ODBR App components: The ODBR Application has 4 major components that aid in the collection of informa tion during the bug reporting process. These include: (i) the GetEvent Manager, (ii) the UI-Hierarchy Manager, (iii) the Sensor Event Manager and (iv) the Screenshot Manager. The GetEvent Manager is responsible for precisely and efficiently reading in the user event stream. To accomplish this, during the reporting process the app creates threads that read from the underlying Linux input event streams at /dev/input/... These input events provide highly detailed information about the user’s interaction with the phone’s physical devices, including (where applicable) the touch screen, power button, keyboard, etc. This information is identical to what is gathered using the Android getevent utility as used by RERAN. Next, these low-level input event streams are parsed into higher level user interactions (e.g. swipe from (a,b) to (c,d)). The low-level input events are retained to support precise analysis and replayability, while the higher level interactions are used to summarize the report in natural language. Whenever the GetEvent Manager detects the user is taking a new action, it notifies the applicable managers to take a screenshot and dump of the UI-hierarchy, associating these with the new interaction. The UI-Hierarchy Manager interfaces with the Android uiautomator framework to capture dumps of the Android view hierarchy in ui-dump.xml files for each new user action. Because these dump files contain information about the screen location of each UI-component, we can use the event information obtained from the previous component to precisely infer the UI-component that the user interacted with at each step in the bug reporting process.

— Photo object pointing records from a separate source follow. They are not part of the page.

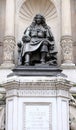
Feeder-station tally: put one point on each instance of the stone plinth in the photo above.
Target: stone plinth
(37, 103)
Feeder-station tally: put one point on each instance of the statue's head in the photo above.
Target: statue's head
(39, 19)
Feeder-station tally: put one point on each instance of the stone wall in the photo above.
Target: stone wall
(73, 13)
(2, 26)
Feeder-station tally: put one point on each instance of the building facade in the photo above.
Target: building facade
(17, 15)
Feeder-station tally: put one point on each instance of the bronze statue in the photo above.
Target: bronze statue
(38, 44)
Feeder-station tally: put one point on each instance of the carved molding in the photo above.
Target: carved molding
(67, 48)
(8, 48)
(38, 88)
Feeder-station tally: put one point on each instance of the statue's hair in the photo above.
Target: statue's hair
(43, 22)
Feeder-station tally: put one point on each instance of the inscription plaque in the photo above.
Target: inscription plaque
(37, 117)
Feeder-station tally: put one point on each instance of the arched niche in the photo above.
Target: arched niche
(27, 9)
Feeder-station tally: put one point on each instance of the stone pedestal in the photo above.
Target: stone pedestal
(37, 104)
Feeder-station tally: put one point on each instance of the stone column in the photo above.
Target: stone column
(9, 39)
(66, 39)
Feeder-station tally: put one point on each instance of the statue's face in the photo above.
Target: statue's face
(38, 19)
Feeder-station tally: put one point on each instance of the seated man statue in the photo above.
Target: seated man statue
(38, 44)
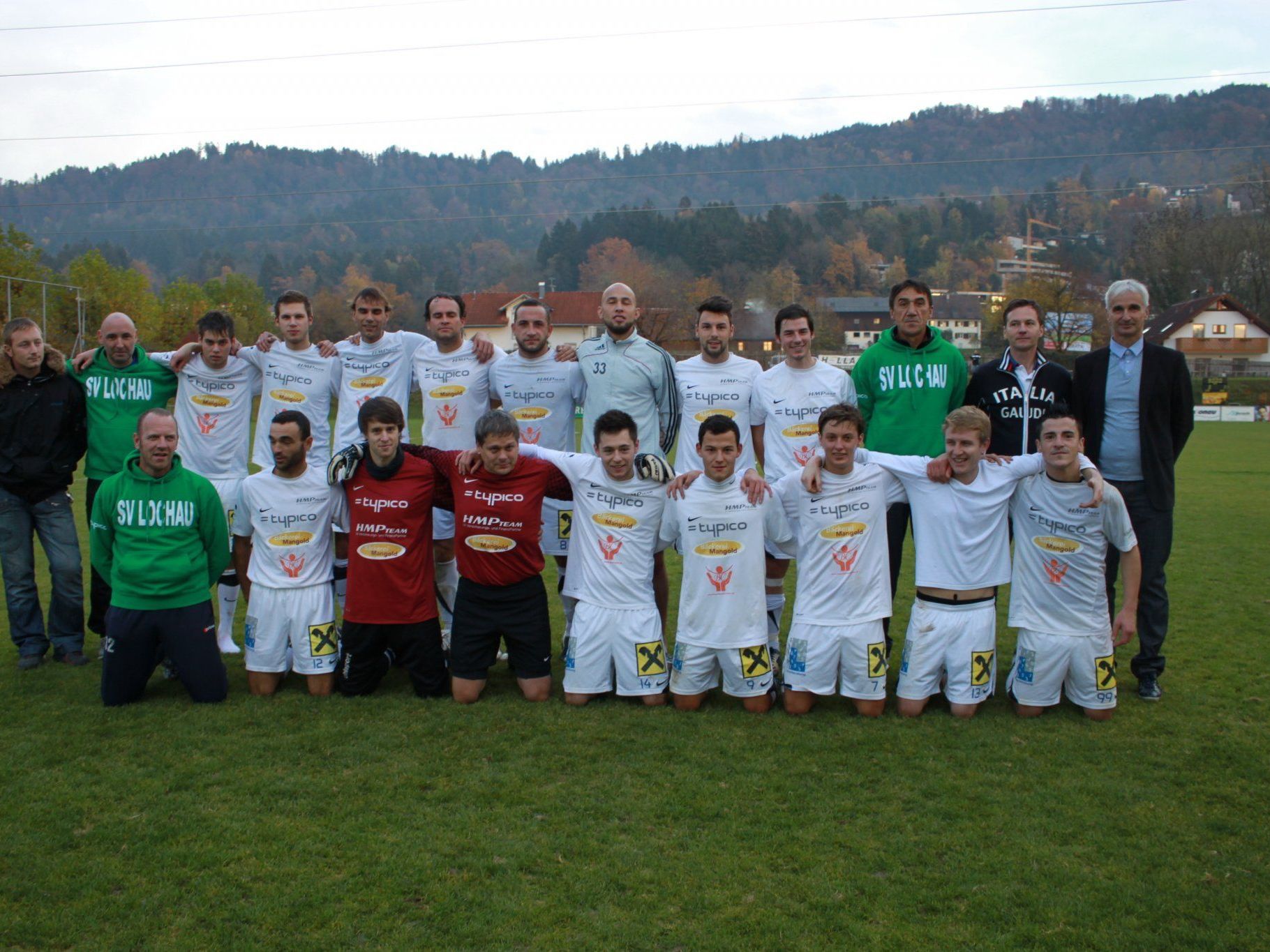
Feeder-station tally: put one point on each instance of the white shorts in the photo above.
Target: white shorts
(557, 524)
(958, 642)
(602, 640)
(442, 524)
(1045, 665)
(303, 617)
(227, 490)
(819, 656)
(747, 672)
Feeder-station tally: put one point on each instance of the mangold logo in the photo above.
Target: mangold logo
(491, 543)
(1057, 543)
(718, 549)
(210, 400)
(615, 521)
(703, 416)
(800, 430)
(447, 393)
(531, 413)
(291, 538)
(380, 550)
(844, 529)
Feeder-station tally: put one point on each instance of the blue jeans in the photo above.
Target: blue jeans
(52, 521)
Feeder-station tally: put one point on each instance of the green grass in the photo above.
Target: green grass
(394, 822)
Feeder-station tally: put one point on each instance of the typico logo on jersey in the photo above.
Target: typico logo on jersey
(800, 430)
(719, 577)
(292, 564)
(703, 416)
(380, 550)
(718, 547)
(615, 521)
(447, 393)
(1057, 543)
(531, 413)
(842, 529)
(491, 543)
(210, 400)
(291, 538)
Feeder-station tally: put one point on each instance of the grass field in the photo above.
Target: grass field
(393, 822)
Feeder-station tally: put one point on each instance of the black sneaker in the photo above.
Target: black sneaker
(1149, 687)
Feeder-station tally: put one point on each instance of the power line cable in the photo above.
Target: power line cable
(229, 15)
(639, 108)
(706, 207)
(624, 35)
(641, 176)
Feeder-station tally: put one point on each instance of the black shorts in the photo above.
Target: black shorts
(486, 613)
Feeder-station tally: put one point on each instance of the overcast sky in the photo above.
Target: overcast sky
(756, 51)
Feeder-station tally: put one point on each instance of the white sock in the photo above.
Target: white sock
(341, 583)
(447, 587)
(227, 597)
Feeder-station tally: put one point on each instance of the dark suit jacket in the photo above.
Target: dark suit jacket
(1166, 408)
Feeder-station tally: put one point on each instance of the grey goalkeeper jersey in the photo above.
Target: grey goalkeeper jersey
(636, 376)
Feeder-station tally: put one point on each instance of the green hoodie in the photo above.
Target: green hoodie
(906, 393)
(116, 398)
(160, 543)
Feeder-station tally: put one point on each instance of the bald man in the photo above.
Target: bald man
(624, 371)
(119, 384)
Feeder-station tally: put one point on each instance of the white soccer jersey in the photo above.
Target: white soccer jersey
(844, 563)
(1058, 584)
(214, 416)
(793, 402)
(959, 531)
(294, 380)
(455, 388)
(541, 394)
(613, 534)
(722, 537)
(290, 526)
(729, 388)
(366, 371)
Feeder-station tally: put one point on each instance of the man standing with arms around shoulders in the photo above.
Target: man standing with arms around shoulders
(1020, 388)
(791, 395)
(42, 437)
(909, 381)
(119, 384)
(159, 536)
(1058, 582)
(1135, 404)
(283, 546)
(624, 371)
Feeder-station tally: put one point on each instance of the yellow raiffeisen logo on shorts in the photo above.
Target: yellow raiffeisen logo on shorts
(491, 543)
(703, 416)
(531, 413)
(718, 549)
(380, 550)
(447, 393)
(844, 529)
(210, 400)
(800, 430)
(1057, 543)
(291, 538)
(615, 521)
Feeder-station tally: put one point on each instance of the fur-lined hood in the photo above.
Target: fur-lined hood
(54, 359)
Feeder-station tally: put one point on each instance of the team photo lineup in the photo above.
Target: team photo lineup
(364, 543)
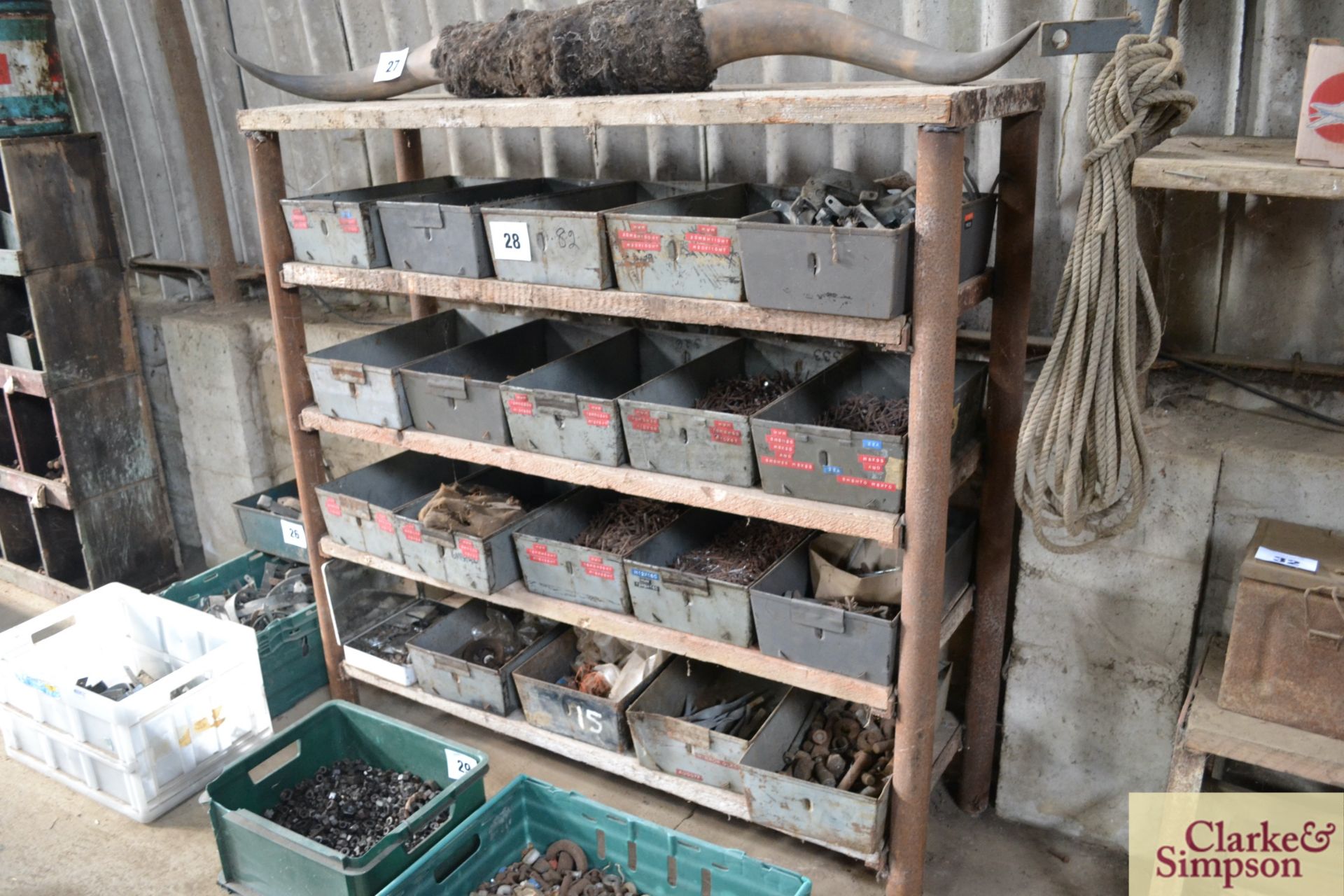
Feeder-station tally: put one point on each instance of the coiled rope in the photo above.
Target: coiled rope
(1082, 460)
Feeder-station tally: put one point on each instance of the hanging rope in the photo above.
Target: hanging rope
(1082, 460)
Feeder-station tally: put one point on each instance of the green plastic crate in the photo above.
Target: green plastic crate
(292, 664)
(659, 862)
(261, 859)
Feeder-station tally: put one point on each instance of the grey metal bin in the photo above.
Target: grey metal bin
(806, 460)
(442, 232)
(343, 227)
(686, 245)
(664, 431)
(360, 508)
(664, 741)
(360, 379)
(480, 562)
(851, 644)
(457, 393)
(847, 270)
(561, 239)
(685, 601)
(440, 671)
(569, 407)
(555, 567)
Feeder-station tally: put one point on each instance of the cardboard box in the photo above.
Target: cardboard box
(1320, 128)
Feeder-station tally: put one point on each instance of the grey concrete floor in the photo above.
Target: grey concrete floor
(54, 841)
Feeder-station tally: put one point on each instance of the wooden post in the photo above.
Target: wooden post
(927, 476)
(286, 316)
(997, 508)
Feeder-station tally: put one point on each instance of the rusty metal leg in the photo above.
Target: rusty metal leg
(410, 166)
(286, 316)
(929, 469)
(997, 511)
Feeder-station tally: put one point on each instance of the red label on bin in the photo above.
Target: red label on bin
(542, 554)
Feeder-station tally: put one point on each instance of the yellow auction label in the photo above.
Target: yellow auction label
(1236, 844)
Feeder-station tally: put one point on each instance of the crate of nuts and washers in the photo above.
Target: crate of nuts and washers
(537, 839)
(841, 435)
(355, 799)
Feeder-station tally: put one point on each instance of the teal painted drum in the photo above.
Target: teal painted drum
(33, 90)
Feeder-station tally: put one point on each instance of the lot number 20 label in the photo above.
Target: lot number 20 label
(510, 241)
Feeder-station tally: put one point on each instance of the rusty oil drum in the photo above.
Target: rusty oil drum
(33, 90)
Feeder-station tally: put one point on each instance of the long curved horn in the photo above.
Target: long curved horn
(750, 29)
(351, 85)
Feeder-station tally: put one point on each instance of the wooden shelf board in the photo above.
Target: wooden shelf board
(892, 333)
(889, 102)
(625, 764)
(628, 628)
(1264, 166)
(1219, 732)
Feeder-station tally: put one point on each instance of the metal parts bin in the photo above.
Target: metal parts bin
(656, 860)
(442, 232)
(851, 644)
(664, 431)
(683, 601)
(664, 741)
(440, 671)
(550, 706)
(569, 407)
(561, 239)
(556, 567)
(260, 858)
(806, 460)
(360, 379)
(290, 649)
(686, 245)
(457, 393)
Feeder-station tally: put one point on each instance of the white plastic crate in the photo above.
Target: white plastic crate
(144, 754)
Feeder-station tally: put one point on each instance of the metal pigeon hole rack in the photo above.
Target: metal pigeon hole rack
(925, 745)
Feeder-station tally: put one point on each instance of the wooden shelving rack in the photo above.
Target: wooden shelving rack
(924, 742)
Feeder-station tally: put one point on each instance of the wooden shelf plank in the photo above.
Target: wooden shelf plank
(1219, 732)
(892, 333)
(626, 766)
(1264, 166)
(628, 628)
(889, 102)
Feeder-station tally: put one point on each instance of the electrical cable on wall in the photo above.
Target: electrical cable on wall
(1082, 458)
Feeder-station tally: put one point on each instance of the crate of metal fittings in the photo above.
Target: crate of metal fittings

This component also extracts attributes of the various components on the screen including information such as the type (e.g., button, spinner) and whether the component is clickable. The Sensor Event Manager is responsible for efficiently sampling the sensor input streams (e.g., accelerometer, GPS) during the bug reporting process. This component accomplishes this by registering SensorEventListener instances for each sensor which sample the sensor values at appropriate rates. Finally, the Screenshot Manager is responsible for capturing an image of the screen for each new user interaction using the screencap utility included in Android.

Tools used for ODBR Implementation

We provide the tools we used in our implementation of the ODBR App, and the Java Web App.

Technology used to implement the ODBR App:

technology used to Implement the Java Web App:

  • Bootstrap: HTML, CSS, and JavaScript framework for developing web applications.
  • MySQL: Robust Relational Database.